Several limitations should be acknowledged. This study was retrospective with a limited sample size, which might affect the robustness of the model. Therefore, there's a need for a prospective study on a larger population to further validate our findings. The outcomes of hospitalized patients may vary depending on factors such as medical resources and economic levels. Patients with similar conditions but with a lower regional medical burden may experience better outcomes than those treated at overburdened centers.
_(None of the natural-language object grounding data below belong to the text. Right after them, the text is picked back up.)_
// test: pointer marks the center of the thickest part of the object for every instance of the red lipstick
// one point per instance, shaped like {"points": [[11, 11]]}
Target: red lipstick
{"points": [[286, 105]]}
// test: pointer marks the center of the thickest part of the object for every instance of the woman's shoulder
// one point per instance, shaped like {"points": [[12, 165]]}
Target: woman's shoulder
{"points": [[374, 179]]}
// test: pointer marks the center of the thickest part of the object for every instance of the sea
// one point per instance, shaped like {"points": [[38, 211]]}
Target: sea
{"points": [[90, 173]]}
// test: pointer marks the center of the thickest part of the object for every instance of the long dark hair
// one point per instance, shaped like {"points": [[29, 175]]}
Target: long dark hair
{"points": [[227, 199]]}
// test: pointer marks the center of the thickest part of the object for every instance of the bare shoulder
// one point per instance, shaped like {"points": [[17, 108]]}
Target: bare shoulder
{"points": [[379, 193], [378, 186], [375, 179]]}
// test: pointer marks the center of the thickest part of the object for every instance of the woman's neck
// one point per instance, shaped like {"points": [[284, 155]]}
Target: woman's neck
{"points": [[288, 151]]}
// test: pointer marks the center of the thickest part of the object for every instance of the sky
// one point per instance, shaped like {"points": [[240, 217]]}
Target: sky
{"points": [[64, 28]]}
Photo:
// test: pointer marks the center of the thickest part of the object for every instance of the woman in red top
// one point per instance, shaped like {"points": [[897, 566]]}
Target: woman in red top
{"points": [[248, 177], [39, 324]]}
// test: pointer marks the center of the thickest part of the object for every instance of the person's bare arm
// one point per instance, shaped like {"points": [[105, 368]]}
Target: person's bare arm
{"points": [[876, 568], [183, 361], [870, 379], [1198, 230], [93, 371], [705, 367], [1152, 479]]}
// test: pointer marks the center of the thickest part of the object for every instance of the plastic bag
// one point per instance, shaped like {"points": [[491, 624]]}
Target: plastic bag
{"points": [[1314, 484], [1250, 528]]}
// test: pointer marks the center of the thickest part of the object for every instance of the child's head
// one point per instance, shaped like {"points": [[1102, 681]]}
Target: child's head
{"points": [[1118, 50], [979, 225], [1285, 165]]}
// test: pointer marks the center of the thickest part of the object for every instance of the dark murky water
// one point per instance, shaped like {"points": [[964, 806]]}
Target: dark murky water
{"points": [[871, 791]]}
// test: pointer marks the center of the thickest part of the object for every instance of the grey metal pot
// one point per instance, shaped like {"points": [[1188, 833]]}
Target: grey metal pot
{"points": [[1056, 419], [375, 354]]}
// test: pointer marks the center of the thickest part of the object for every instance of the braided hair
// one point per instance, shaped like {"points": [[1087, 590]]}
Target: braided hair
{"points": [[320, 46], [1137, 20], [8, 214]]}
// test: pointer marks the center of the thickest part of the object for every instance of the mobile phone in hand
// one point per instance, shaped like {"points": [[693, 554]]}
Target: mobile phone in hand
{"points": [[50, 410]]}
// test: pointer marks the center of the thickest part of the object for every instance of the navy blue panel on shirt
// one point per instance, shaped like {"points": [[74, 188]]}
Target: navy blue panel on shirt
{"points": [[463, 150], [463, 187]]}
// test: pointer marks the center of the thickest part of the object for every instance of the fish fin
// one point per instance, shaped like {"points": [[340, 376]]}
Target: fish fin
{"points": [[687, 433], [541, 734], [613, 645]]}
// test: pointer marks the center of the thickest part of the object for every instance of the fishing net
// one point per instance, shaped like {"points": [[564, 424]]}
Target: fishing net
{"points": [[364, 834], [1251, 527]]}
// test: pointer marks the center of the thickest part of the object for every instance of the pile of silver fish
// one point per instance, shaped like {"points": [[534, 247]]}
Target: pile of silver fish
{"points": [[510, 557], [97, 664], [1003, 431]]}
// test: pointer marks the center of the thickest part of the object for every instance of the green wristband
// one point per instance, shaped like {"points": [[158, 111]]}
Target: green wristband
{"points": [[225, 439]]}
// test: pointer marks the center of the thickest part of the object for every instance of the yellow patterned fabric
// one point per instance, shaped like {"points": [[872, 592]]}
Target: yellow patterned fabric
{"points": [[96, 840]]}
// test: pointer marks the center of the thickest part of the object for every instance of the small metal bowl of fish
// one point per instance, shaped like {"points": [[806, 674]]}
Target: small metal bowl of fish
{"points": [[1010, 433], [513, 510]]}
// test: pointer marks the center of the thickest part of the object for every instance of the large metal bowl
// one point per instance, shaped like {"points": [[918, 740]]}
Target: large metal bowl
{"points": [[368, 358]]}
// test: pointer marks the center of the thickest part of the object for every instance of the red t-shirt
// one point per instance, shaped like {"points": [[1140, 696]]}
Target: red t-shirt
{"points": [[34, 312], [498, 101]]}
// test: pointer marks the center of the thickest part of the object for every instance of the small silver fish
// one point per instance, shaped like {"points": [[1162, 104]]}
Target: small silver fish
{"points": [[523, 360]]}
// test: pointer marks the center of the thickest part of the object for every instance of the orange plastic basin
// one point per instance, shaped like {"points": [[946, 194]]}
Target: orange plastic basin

In such cases, we recommend integrating the survival predictions in the model with the actual clinical situation. Further efforts should be made to improve the model by incorporating additional factors, recruiting a more diverse and broader geographic sample, and conducting prospective data collection with long-term patient follow-up.

Conclusion

In conclusion, we designed and externally validated a prognostic prediction model for CHS. This model has promising predictive performance and carries the potential to be applied in clinical practice for managing patients with CHS.